Complicité des autorités marocaines

De leur côté, les autorités marocaines justifient ces opérations par la traque des trafiquants. « L’objectif est de soustraire [les migrants] aux réseaux mafieux qui se sont développés dans le pays depuis la fermeture de la route via la Libye », déclare à l’AFP une source gouvernementale. Mais selon Omar Naji, le président de l’AMDH section Nador, « aucun trafiquant originaire d’Afrique noire n’est arrêté, ils sont eux aussi refoulés dans le sud ».

La décision du Maroc a surtout pour but d’éloigner les migrants des côtes et des enclaves espagnoles Melilla et Ceuta, estime-t-il. L’Organisation internationale pour les migrations (OIM) estime que quelque 3 100 migrants sont entrés dans les deux enclaves depuis le début de l’année.

Il dénonce également la complicité des autorités marocaines avec les passeurs. « C’est impossible qu’une embarcation de migrants quitte les côtes marocaines sans la collaboration des autorités locales », assure Omar Naji.

Le 27 août, la gendarmerie de Nador a déclaré avoir démantelé un réseau de trafiquants composé de Marocains et de quatre membres des forces auxiliaires à la plage de Ras El Ma (60 km de Nador).

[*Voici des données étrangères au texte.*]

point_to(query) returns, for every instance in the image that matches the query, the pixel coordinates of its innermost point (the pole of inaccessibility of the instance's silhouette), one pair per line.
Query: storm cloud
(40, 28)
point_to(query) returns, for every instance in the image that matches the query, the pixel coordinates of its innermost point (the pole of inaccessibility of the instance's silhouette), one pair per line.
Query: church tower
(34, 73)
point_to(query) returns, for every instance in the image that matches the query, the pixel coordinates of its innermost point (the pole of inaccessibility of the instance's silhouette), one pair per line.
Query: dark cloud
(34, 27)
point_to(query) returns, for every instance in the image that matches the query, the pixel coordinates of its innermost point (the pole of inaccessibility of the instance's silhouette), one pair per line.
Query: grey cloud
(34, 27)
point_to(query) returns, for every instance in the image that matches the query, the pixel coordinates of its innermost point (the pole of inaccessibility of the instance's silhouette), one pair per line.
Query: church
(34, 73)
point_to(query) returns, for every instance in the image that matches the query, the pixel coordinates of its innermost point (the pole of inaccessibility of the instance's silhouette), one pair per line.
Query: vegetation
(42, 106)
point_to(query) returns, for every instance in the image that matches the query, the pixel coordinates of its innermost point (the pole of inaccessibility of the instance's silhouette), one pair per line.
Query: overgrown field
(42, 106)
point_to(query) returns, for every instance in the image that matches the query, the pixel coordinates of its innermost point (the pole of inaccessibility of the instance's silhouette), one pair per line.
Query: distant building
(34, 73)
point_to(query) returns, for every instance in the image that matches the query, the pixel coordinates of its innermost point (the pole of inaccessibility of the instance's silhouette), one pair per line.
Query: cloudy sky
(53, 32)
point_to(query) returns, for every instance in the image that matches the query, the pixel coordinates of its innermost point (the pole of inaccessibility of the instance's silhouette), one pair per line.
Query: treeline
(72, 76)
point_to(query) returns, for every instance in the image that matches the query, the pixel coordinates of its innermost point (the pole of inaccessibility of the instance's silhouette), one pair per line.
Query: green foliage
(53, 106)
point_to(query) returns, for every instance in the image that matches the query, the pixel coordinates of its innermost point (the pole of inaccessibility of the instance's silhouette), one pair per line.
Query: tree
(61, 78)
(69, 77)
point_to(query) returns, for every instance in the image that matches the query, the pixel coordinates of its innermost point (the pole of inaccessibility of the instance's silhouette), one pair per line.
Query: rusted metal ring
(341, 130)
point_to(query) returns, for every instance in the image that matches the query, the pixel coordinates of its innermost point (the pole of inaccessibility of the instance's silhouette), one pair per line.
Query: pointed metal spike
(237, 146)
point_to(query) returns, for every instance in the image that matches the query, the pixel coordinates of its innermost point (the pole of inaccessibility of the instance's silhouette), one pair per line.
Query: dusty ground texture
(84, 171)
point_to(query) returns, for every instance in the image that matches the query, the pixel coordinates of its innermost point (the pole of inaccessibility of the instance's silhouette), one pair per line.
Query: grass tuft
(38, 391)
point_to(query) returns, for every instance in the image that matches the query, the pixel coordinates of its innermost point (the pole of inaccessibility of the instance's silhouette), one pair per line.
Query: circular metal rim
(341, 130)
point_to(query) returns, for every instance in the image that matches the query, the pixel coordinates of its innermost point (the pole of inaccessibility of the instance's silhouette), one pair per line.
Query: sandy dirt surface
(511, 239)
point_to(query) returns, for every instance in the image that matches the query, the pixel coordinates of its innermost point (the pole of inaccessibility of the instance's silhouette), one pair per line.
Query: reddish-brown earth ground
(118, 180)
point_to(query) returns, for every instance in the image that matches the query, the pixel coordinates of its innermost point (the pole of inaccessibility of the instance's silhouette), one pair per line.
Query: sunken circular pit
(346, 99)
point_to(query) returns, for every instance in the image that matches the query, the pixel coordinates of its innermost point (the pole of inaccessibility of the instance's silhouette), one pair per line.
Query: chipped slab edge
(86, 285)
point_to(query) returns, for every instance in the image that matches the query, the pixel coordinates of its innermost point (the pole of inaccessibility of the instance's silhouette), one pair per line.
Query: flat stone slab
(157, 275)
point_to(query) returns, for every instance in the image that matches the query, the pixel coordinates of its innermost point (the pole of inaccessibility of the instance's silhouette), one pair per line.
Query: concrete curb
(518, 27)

Toutefois, peu d’embarcations de migrants partent depuis cette zone, la plupart prennent la mer depuis Bouyafar, Béni Chiker ou Tazaghine.

Depuis le début de l’année, l’Espagne est devenue la première porte d’entrée des migrants en Europe.

Le Maroc craint de devenir le premier pays de transit des migrants souhaitant rejoindre l’Europe. En échange de ses contrôles aux frontières, le Maroc reçoit des subventions de la part de l’Union européenne. « Le Maroc ne jouera pas le rôle de gendarme mais respecte ses engagements vis-à-vis de la politique migratoire », a déclaré à l’AFP une source gouvernementale.